How Congress Undermines Constitution, Federalism
How Congress Undermines Constitution, Federalism
The American republic was created by a remarkable generation of men who turned a rebellion against the British crown into a transforming moment in human history, one based on the revolutionary proposition that all men are created equal and are endowed by their Creator with fundamental rights that no government has the moral authority to set aside.
On achieving independence, however, the Founders faced the formidable task of creating a government that could operate effectively while respecting and protecting the liberties for which the Revolution had been fought.
In doing so, they had no illusions about human nature, the one constant in human affairs. They understood that the drive to accumulate power, whether by an individual despot or a parliamentary majority, is the historic enemy of individual freedom.
So, they incorporated two safeguards into the Constitution: the separation of governmental powers, with its checks on potential abuses, and the principle of federalism underscored by the 10th Amendment’s command that all powers not assigned to the federal government be “reserved to the States respectively or to the people.”
Upon taking office, members of Congress must “solemnly swear” that they “will support and defend the Constitution of the United Statesagainst all enemies, foreign and domestic,” and “bear true faith and allegiance to the same.”
During our first 180-odd years, Washington largely respected the Constitution’s safeguards. But with the advent of President Lyndon Johnson’s Great Society, Congress began a wholesale assumption of the states’ responsibilities.
As I explained in my book “Saving Congress from Itself,” Congress has done that through a proliferation of federal programs that offer states grants of money for purposes that are the states’ exclusive concern with instructions governing how the money is to be spent.

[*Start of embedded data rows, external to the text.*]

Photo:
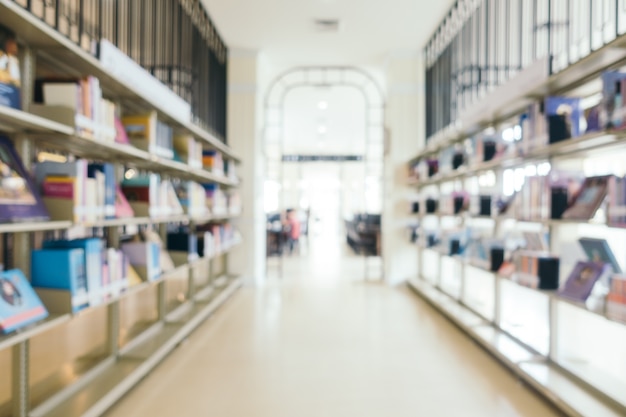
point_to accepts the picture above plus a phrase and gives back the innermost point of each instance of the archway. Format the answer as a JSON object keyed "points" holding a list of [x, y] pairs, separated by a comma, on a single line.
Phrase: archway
{"points": [[371, 153]]}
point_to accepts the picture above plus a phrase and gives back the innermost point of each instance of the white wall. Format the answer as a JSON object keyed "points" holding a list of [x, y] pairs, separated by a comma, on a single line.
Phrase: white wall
{"points": [[244, 136], [405, 123]]}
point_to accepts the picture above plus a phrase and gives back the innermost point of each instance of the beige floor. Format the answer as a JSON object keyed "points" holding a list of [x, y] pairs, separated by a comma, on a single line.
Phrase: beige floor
{"points": [[322, 342]]}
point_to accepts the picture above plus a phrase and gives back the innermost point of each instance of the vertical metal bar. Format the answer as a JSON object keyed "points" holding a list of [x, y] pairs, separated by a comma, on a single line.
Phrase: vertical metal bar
{"points": [[20, 375], [81, 20], [553, 346], [161, 300], [549, 28], [113, 327]]}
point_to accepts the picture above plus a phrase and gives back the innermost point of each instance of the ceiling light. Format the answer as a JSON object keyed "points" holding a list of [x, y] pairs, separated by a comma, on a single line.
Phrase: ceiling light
{"points": [[326, 25]]}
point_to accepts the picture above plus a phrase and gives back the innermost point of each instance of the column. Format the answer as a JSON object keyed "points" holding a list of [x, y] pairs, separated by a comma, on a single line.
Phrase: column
{"points": [[244, 137], [404, 118]]}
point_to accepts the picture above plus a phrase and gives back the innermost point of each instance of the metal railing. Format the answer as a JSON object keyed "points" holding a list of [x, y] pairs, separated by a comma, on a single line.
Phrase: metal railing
{"points": [[175, 40], [482, 44]]}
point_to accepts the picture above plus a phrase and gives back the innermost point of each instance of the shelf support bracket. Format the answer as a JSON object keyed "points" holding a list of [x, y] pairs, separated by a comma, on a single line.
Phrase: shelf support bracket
{"points": [[21, 397]]}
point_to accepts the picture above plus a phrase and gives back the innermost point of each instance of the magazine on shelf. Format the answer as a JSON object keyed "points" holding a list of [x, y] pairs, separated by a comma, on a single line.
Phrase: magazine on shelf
{"points": [[590, 197], [59, 276], [19, 303], [19, 198], [580, 283], [598, 250], [10, 79]]}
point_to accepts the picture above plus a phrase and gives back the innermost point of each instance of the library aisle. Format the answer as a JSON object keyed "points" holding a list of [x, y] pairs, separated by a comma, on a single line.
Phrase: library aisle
{"points": [[323, 342]]}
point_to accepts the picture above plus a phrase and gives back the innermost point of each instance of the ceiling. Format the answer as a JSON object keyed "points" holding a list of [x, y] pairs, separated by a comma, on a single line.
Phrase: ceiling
{"points": [[369, 30], [328, 120]]}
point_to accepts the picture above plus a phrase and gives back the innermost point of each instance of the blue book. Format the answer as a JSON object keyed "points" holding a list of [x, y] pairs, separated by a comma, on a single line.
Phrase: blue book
{"points": [[564, 117], [10, 77], [109, 186], [19, 198], [62, 269], [19, 303], [182, 241], [94, 248]]}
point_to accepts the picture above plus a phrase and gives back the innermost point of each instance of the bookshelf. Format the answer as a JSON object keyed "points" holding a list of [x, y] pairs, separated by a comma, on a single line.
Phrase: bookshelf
{"points": [[119, 341], [569, 351]]}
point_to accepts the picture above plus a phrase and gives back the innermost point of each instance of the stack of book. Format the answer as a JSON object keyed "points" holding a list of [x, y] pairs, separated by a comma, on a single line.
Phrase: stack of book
{"points": [[216, 200], [188, 150], [550, 121], [192, 197], [77, 191], [10, 77], [20, 199], [77, 103], [146, 132], [19, 303], [150, 196], [213, 161], [616, 299], [70, 275]]}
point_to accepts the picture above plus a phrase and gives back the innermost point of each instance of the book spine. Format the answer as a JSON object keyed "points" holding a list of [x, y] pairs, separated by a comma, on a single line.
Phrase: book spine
{"points": [[59, 189]]}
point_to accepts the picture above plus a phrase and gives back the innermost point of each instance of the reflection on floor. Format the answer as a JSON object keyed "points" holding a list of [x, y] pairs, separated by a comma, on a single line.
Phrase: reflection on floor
{"points": [[321, 341]]}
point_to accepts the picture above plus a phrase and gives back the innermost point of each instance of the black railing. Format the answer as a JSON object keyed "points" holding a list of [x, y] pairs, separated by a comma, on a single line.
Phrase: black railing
{"points": [[482, 44], [173, 39]]}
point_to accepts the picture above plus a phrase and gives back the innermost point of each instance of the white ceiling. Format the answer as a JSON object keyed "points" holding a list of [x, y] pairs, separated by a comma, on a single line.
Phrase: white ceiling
{"points": [[369, 31], [339, 128]]}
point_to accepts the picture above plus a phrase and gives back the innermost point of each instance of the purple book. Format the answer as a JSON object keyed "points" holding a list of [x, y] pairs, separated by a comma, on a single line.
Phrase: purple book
{"points": [[581, 281], [19, 199]]}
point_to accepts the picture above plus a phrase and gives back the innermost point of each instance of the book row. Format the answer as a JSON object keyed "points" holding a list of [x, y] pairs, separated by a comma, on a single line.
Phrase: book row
{"points": [[550, 121], [81, 191], [597, 280], [559, 195], [71, 275], [80, 104]]}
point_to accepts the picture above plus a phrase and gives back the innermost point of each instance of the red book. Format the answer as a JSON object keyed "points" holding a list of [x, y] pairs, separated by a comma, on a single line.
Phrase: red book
{"points": [[137, 193], [59, 189]]}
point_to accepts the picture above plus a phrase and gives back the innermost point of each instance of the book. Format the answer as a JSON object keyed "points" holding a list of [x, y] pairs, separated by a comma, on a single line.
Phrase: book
{"points": [[61, 270], [165, 260], [598, 250], [75, 171], [563, 116], [123, 208], [19, 198], [146, 132], [189, 150], [10, 78], [93, 249], [616, 298], [581, 281], [143, 194], [106, 190], [144, 257], [19, 303], [590, 197], [612, 113]]}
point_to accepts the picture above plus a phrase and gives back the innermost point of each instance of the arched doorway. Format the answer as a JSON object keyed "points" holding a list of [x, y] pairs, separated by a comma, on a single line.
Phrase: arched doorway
{"points": [[285, 165]]}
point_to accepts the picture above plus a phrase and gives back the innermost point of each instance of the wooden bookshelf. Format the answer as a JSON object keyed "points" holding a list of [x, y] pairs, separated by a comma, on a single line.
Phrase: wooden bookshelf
{"points": [[129, 353], [580, 384], [73, 60]]}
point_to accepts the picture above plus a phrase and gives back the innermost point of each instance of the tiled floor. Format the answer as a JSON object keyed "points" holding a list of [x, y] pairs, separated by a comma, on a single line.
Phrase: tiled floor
{"points": [[324, 342]]}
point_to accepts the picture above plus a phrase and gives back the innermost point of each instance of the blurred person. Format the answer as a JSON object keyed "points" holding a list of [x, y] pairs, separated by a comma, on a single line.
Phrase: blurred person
{"points": [[293, 229]]}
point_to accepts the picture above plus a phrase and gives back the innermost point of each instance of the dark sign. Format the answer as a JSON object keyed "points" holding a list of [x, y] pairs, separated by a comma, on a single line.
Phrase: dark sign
{"points": [[322, 158]]}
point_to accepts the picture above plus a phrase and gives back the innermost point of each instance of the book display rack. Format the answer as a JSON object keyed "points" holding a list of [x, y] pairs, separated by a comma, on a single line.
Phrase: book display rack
{"points": [[519, 193], [114, 165]]}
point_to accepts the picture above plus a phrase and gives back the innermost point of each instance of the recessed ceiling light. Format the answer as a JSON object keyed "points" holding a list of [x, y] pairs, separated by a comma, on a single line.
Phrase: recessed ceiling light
{"points": [[326, 25]]}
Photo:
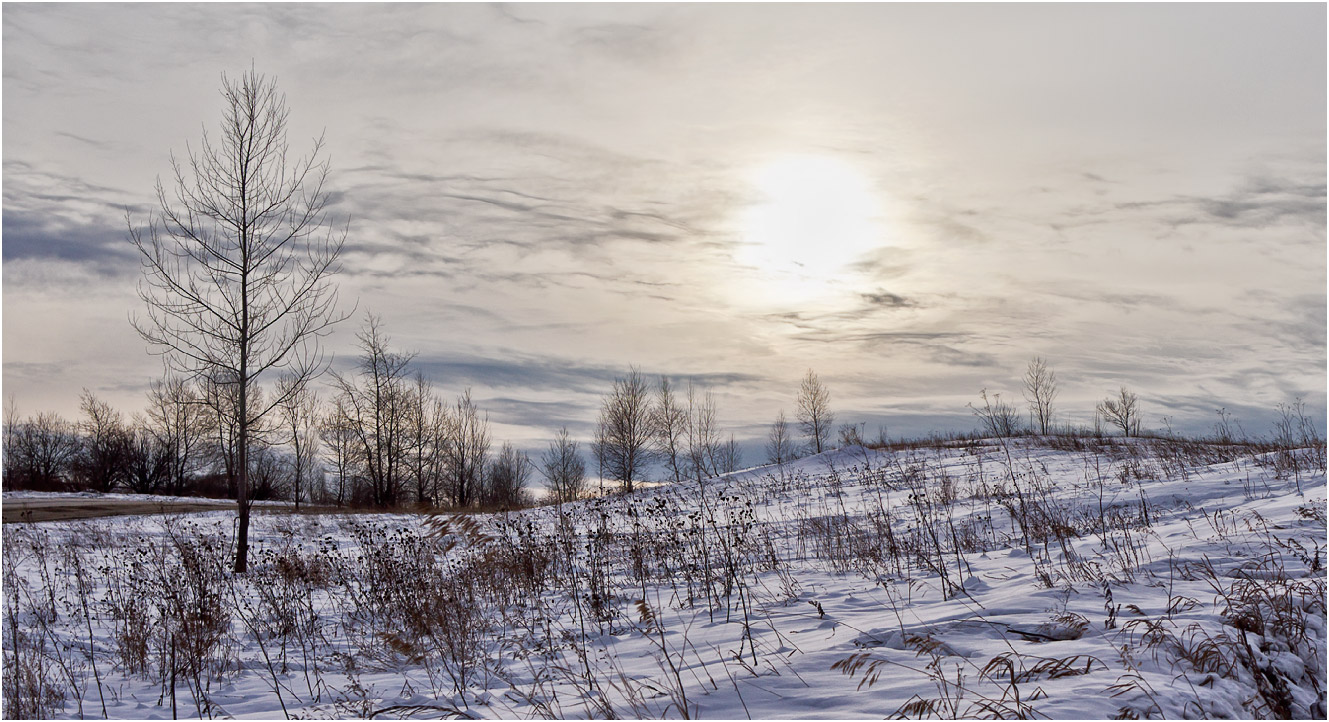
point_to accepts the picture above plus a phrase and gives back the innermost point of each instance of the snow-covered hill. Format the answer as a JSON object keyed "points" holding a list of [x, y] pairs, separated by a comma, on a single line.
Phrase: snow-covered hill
{"points": [[1144, 579]]}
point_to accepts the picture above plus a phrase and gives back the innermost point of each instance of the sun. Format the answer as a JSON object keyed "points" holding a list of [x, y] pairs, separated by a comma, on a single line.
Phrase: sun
{"points": [[812, 216]]}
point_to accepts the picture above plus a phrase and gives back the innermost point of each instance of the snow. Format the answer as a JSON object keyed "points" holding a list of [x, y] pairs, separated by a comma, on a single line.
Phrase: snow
{"points": [[126, 496], [1202, 596]]}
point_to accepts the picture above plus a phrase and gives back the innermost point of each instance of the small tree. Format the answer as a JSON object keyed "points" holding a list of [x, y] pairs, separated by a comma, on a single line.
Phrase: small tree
{"points": [[702, 434], [779, 444], [468, 451], [505, 484], [1122, 412], [148, 460], [1039, 391], [338, 439], [299, 414], [669, 423], [815, 416], [625, 422], [43, 448], [102, 464], [178, 419], [731, 456], [564, 468], [1000, 419], [376, 403], [238, 263]]}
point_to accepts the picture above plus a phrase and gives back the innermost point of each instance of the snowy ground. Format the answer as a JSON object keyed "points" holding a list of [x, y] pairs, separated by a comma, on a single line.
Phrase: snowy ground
{"points": [[125, 496], [988, 580]]}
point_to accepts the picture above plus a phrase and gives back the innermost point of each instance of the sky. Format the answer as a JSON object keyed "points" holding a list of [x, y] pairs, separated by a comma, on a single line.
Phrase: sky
{"points": [[911, 200]]}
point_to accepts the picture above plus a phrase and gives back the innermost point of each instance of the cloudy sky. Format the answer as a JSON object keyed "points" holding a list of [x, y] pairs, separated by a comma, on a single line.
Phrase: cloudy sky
{"points": [[912, 200]]}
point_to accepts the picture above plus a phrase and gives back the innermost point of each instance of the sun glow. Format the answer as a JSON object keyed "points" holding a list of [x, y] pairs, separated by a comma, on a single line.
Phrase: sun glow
{"points": [[812, 217]]}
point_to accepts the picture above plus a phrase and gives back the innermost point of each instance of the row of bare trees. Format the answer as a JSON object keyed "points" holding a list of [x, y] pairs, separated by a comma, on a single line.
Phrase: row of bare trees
{"points": [[383, 438], [815, 420], [642, 426]]}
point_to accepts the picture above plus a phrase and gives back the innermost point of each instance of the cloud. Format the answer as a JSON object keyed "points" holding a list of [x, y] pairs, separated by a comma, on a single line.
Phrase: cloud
{"points": [[40, 237]]}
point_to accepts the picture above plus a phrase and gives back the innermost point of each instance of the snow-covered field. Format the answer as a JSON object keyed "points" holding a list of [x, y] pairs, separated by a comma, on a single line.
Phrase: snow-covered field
{"points": [[125, 496], [988, 580]]}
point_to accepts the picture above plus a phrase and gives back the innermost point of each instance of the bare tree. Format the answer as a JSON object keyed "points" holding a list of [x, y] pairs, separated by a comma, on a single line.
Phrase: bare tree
{"points": [[730, 456], [625, 422], [238, 262], [505, 484], [149, 459], [9, 454], [815, 416], [338, 438], [177, 416], [428, 426], [564, 468], [779, 444], [43, 450], [670, 426], [703, 434], [1039, 391], [1122, 412], [105, 444], [468, 452], [299, 415], [1000, 419], [376, 403]]}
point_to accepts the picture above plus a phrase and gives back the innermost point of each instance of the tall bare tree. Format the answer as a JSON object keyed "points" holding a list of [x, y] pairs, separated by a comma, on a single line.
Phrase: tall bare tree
{"points": [[376, 402], [338, 439], [507, 478], [669, 423], [564, 468], [177, 416], [625, 422], [468, 452], [41, 452], [703, 434], [299, 416], [238, 262], [815, 416], [1039, 391], [1122, 411], [106, 439], [779, 444]]}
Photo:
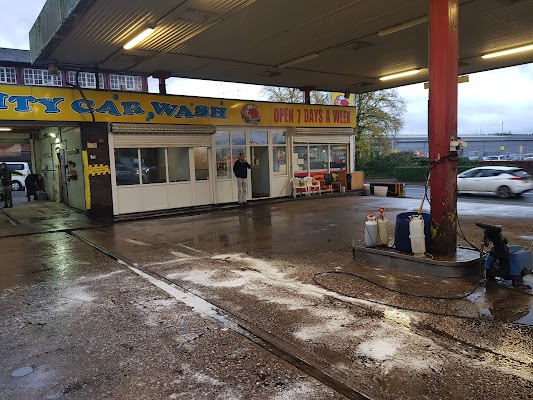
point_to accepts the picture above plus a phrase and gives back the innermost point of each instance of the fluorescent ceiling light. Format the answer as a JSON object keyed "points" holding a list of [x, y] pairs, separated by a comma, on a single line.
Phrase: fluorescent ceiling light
{"points": [[507, 52], [298, 60], [139, 38], [399, 75], [405, 25]]}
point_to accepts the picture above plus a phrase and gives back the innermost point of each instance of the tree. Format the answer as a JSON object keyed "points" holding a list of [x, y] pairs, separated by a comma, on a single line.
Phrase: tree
{"points": [[292, 95], [379, 118]]}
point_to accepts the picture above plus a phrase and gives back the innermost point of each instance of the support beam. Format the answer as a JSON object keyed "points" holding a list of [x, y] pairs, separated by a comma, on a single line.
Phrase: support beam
{"points": [[443, 124], [162, 76]]}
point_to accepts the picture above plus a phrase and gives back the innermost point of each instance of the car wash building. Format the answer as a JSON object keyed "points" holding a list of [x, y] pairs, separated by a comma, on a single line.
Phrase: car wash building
{"points": [[114, 153]]}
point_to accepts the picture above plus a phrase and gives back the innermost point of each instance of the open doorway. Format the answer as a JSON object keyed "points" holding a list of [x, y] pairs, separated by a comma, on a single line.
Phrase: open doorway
{"points": [[260, 171]]}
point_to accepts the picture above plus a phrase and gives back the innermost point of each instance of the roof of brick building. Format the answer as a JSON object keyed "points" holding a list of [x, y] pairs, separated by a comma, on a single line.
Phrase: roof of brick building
{"points": [[15, 55]]}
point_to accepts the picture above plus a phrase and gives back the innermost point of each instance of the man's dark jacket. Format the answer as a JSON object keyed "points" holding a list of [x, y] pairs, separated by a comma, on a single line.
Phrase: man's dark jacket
{"points": [[241, 169]]}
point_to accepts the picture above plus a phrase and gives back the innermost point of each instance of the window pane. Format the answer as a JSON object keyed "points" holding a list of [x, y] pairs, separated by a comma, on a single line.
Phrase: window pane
{"points": [[178, 164], [126, 162], [279, 138], [201, 165], [258, 137], [153, 166], [280, 160], [318, 157], [300, 158], [222, 138], [339, 155], [238, 138], [223, 162]]}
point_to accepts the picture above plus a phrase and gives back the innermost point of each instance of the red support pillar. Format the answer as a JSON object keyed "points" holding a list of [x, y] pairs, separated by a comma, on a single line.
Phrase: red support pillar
{"points": [[443, 70], [307, 94]]}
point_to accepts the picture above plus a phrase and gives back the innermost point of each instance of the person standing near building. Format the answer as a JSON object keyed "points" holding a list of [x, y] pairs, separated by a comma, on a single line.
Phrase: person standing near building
{"points": [[240, 169], [5, 178]]}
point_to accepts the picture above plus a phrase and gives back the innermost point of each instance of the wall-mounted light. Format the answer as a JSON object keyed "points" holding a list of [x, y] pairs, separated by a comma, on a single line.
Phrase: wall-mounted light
{"points": [[139, 38], [298, 60], [510, 51], [400, 75], [405, 25]]}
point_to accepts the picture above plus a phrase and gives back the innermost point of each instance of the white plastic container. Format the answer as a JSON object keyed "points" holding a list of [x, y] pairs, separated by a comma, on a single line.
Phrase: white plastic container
{"points": [[383, 231], [416, 234], [380, 191], [371, 230]]}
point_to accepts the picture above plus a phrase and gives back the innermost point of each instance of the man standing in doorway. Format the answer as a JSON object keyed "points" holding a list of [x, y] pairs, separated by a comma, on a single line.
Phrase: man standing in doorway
{"points": [[5, 178], [240, 169]]}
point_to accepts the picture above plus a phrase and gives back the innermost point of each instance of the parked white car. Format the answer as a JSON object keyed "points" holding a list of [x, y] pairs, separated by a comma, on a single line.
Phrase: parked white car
{"points": [[495, 158], [501, 181]]}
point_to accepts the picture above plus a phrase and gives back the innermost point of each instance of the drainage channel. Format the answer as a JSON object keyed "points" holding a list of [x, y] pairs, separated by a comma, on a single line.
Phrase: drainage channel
{"points": [[11, 220], [278, 347]]}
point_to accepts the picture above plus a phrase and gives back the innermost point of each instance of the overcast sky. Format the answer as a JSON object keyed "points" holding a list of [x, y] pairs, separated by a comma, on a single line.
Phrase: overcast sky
{"points": [[489, 99]]}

An avalanche of regulation-ridden programs now provide federal subsidies for virtually every activity in which states are engaged.
Although the states are not obliged to accept federal grants, experience has demonstrated that, politically, it’s virtually impossible to decline “free money” from Washington, however onerous the attached conditions.
As a consequence, the states have become administrators of programs created in Washington and overseen by bureaucrats the furthest removed from where the money is to be spent.
Regrettably, the result has been the effective nullification of the 10th Amendment.
The Constitution provides that “All legislative Powers herein granted shall be vested in a Congress of the United States.” Congress is the sole legitimate source of federal laws.
Congress, however, has developed the habit of enacting legislation for the achievement of broadly defined objectives, while delegating the responsibility for writing the rules for their achievement to executive branch agencies.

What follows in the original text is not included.